There are some interesting observations to be made from these graphs...
- As we observed earlier in the data table, all branches have similar means and variance, this consistency among the various schools yeilds a very clean histogram of the CGPA of all the B.Tech students, it is not a multi-modal distribution as one may speculate. (see Fig 1)
- Contrary to the previous observation, the plot for BCI (CS with InfoSec) has a very clear Bi-Modal distribution, which is very odd, the same is observed to a much lesser degree for BCE (CS) students. (See Fig. 2,3) Some hypotheses I can come up with are (these are not substantiated by anything and I don't intend on changing that in this article, just take it with the pinch of salt) :
- although grading is relative in each class at VIT (in order for consistency to exist), the peculiar actions professors can significantly alter the distribution of their class as compared to other classes, this can play a role in altering the distribution of the BCI students since they have only a few BCI specific professors as there are only a few BCI batches, this varied behavior can be: a tendency to give marks such that the absolute marks criteria for a perfect S grade is met by less or more people than in other classes and other things, but this alone means nothing, the anomaly could entirely be a fluke as the dataset had only 106 BCI students.

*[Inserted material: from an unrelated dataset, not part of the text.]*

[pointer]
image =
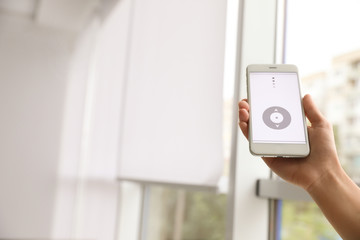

- The graph for the Chennai campus is even sharper than that of the Vellore branch, this may just be because of the lesser number of students and less individual school's histograms superimposing to form a sort of plateau.
- The average CGPA is much higher than expected from looking at the grading system where a perfectly mediocre student should ideally get a 8.0 CGPA. Which puts me and a lot of my pretty competent friends in the Average/Below Average category, which is either a rather humbling fact or a disillusioning and unsettling one, depending on how much or how less you believe in the system and in yourself, I'll let you decide. For me, it's just a mildly interesting observation and thats all I was looking for.